Bouncing - How effective is it?
Modern forum
Posted on Dec. 12, 2014, 6:58 a.m. by sergiodelrio
I'm looking especially at Boomerang and Eye of Nowhere.
Does it make sense to build a strategy around bouncing lands? Land destruction is hard to pull off in Modern, but what if we just bounced them? I totally get that these cards have been around for a long time and aren't exactly popular probably for a reason, but how come?
I need answers :D
Hjaltrohir says... #3
Here @sergiodelrio
:LD (new emoji!!!) Playtest
Modern
SCORE: 0 | 0 COMMENTS | 2 VIEWSI made this deck around it...
December 12, 2014 7:20 a.m.
One of the guys at my shop plays Boomerangs in his Splinter Twin deck. Bouncing a land on turn two, tapping it down again on turn three with Pestermite, then untap -> Splinter Twin -> kill you .

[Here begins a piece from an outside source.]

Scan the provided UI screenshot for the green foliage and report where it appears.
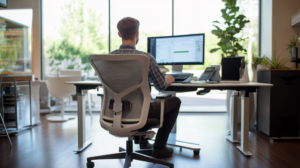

I wouldn't just blinding throw bounce spells into any blue deck. The meta needs to be taken into consideration. Bounce spells are pretty bad against Affinity and Pod, but superb against Tron, B/G/x (in response to Liliana of the Veil's +1, I'll bounce your Tarmogoyf back to your hand lolloloololol), combo, and control decks.
December 12, 2014 7:24 a.m.
I had a deck running a lot of bounce spells and 4x Isochron Scepter. Boomerang on scepter is really fun :).
Maybe something could be built around:
4x Boomerang
4x Vapor Snag
4x Echoing Truth
4x Isochron Scepter
4x Remand
4x Mana Leak
3x Venser, Shaper Savant
2x Venser, the Sojourner
4x Path to Exile
3x Supreme Verdict
Venser bouncing venser each turn is also pretty fun :).
December 12, 2014 7:24 a.m.
sergiodelrio says... #6
So the general opinion is, that this effect is rather good, Boomerang and Eye of Nowhere are cost-effective, and this is also true for a competitive environment?
Are they showing up in major events? I really feel like most people (especially "spikes") are not playing them and there has to be a reason for it... I might be wrong though.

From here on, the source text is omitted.